Selective fragments vs GPCRs, guided by modeling

Earlier this year we highlighted a fragment optimization success story against a G protein-coupled receptor (GPCR) which made no use of structural information. Due to the difficulty of crystallizing these membrane-bound proteins, structures have been rare for this large class of drug targets. Advances in crystallography are starting to change that. In a recent open-access Chem. Commun. paper, Jens Carlsson and collaborators at Uppsala University and the US National Institutes of Health make use of the increasing availability of such structures to develop potent, selective inhibitors.

 

The researchers were interested in A₁ and A_2A adenosine receptors (A₁AR and A_2AAR), targets for a variety of ailments from cancer to cardiovascular diseases. (A_2AAR was the subject of this blog post a few months ago.) In the current study, the researchers wanted to know whether structures and molecular dynamics (MD) simulations could guide production of selective inhibitors.

 

Previous computational and experimental work from the authors had yielded compound 1, with low micromolar activity against A₁AR and 7-fold selectivity over A_2AAR. Crystal structures of both these proteins are available, though not bound to the small molecule.

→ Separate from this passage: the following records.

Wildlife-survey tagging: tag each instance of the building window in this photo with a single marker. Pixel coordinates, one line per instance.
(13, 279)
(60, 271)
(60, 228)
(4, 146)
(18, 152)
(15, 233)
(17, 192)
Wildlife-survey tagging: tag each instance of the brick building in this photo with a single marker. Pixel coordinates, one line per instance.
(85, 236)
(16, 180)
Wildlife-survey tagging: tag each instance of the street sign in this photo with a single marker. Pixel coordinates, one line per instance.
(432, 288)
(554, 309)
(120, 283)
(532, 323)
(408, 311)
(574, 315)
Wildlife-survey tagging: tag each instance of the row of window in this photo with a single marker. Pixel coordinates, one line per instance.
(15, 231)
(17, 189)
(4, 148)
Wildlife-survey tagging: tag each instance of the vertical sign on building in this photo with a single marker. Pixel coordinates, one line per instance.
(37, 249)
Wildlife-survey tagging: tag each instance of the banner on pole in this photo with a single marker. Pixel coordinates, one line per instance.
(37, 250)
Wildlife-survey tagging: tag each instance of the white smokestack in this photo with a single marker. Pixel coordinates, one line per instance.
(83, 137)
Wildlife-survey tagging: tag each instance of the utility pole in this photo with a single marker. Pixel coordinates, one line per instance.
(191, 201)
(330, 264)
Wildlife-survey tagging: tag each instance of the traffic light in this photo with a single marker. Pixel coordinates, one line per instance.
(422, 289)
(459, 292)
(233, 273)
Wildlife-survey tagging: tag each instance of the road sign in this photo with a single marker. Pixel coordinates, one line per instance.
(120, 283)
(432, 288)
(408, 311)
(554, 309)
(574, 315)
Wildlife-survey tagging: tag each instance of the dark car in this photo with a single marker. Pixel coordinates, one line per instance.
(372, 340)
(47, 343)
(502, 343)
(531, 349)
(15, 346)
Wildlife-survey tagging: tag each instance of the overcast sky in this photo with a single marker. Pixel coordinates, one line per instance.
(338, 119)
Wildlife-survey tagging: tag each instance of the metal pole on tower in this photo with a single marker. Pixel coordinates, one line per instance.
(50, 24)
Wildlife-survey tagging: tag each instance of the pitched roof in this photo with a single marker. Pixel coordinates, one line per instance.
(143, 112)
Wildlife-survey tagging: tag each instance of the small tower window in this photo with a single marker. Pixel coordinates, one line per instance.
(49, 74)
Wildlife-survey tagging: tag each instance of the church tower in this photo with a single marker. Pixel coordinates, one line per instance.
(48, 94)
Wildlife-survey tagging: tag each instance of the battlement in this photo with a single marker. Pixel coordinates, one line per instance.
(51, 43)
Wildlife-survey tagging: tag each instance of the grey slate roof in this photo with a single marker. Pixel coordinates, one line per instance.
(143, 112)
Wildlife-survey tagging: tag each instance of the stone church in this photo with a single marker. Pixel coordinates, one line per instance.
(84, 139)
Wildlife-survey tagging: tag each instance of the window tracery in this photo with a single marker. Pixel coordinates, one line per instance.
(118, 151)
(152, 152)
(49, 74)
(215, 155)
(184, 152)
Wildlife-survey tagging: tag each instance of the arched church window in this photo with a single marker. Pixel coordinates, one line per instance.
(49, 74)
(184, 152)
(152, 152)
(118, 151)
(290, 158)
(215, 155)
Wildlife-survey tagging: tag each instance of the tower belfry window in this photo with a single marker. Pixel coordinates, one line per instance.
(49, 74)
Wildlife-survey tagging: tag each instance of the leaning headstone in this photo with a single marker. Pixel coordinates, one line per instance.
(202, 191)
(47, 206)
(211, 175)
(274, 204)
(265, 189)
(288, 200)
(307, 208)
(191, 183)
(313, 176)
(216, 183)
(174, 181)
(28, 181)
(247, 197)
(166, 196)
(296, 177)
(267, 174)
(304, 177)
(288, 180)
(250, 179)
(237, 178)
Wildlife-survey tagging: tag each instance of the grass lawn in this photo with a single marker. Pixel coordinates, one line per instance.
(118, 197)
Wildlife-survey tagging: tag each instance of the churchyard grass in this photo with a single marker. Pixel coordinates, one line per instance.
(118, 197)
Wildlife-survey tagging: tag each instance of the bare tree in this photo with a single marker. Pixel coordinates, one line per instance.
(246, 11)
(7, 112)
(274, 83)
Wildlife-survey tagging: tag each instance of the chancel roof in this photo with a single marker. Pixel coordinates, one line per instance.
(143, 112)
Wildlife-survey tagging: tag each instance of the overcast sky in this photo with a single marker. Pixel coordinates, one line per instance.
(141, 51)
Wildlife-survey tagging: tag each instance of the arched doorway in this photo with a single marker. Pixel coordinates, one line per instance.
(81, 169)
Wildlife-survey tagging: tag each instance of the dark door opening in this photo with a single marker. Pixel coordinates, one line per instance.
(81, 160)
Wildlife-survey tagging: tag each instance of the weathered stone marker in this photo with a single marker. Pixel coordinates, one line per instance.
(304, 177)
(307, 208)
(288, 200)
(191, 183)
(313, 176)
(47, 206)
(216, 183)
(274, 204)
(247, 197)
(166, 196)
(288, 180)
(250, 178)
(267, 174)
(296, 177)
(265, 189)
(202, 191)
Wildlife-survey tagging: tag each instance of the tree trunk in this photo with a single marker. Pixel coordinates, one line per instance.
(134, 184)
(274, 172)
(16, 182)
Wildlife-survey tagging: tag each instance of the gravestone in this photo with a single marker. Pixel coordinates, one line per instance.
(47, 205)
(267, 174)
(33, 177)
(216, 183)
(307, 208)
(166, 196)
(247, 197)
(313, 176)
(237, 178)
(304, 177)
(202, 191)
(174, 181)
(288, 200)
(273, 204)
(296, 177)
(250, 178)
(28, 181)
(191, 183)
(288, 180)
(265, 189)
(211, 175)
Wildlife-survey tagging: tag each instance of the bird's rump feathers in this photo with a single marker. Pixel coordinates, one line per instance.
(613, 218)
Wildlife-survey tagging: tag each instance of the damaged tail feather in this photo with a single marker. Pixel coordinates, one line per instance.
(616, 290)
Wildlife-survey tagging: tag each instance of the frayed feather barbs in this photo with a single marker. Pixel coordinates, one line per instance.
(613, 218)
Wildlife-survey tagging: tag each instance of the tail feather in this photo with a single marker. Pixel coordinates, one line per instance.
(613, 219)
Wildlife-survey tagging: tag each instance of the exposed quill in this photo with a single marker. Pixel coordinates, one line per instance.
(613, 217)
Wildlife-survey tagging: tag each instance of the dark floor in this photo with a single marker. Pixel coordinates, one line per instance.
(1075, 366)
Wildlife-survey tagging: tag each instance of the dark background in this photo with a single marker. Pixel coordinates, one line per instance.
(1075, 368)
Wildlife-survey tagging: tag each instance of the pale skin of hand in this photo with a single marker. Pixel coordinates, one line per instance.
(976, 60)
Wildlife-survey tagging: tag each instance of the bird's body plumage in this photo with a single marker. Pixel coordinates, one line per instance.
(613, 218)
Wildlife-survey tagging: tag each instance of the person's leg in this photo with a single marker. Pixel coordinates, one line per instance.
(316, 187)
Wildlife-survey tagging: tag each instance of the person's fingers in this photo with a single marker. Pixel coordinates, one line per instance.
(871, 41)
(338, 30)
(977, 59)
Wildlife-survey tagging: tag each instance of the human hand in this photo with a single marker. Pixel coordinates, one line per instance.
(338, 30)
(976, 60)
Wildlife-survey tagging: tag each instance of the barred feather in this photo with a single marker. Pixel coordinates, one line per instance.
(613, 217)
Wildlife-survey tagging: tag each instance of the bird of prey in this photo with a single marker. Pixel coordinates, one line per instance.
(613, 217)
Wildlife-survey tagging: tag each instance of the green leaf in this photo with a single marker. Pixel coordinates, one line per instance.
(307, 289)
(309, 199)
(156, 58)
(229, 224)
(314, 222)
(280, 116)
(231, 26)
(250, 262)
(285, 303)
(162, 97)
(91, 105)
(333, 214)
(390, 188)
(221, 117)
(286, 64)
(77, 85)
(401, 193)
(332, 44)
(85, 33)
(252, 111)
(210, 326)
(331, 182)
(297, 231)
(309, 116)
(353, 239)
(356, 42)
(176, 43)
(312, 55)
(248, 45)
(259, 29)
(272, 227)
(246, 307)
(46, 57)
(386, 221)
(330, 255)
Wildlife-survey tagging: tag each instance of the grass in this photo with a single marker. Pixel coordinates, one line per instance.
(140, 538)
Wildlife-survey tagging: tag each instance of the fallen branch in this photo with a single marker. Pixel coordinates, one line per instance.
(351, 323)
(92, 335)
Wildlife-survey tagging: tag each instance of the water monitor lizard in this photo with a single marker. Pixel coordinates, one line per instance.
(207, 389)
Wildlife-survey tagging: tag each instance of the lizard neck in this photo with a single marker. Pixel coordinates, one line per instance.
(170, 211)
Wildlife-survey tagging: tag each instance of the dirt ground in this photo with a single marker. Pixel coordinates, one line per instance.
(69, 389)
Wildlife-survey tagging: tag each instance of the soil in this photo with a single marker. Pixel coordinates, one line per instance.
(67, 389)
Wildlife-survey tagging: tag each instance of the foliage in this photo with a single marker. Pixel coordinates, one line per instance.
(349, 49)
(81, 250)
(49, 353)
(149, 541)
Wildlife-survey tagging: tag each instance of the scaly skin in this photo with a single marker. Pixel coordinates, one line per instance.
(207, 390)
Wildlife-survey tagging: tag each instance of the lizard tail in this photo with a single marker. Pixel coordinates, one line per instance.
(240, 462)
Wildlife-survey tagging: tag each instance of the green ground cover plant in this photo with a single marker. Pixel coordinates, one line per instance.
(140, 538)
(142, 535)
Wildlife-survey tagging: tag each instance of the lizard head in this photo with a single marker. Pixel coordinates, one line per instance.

Docking studies suggested that the ligand would make similar interactions to both proteins, but that there might be an opportunity for increased selectivity towards A₁AR due to the presence of a smaller threonine residue compared with a methionine in A_2AAR. Nine analogs were designed to grow into this lipophilic pocket, and free energy perturbation and MD simulations suggested that they would have improved affinity for A₁AR. This turned out to be the case when the molecules were made and tested in radioligand binding assays.

 

Although compounds 5 and 9 were more potent, selectivity was not improved. MD simulations suggested this might be due to the small size of the fragments, which could be accommodated in A_2AAR by slight shifts in the binding modes. To try to anchor compounds within the pocket, the researchers grew off the phenyl ring, leading to molecules such as compound 15. Borrowing from this molecule and compound 9 led to compound 22, the most potent and selective molecule in the series. (A separate effort led to a somewhat weaker but A_2AAR-selective ligand.) Both molecules were found to be antagonists when tested in cells, which was expected given that the crystal structures used for modeling were in the inactive conformation.

 

The correlation between predicted and measured binding energies was respectable, with a mean unsigned error (MUE) of 1.08 kcal/mol and Spearman’s rank correlation coefficient (ρ) of 0.8 for 24 compounds. Selectivity predictions were also impressive at MUE = 0.48 kcal/mol and ρ = 0.85.

 

This is a nice illustration of using computational methods to improve the affinity of a fragment by more than three orders of magnitude while also increasing selectivity. This particular system is probably on the easier side; we blogged about previous research from this group on A_2AAR back in 2013. The researchers note that proteins with larger binding sites and weaker ligands are likely to be more challenging. It will be fun to see efforts towards Class B GPCRs, for example.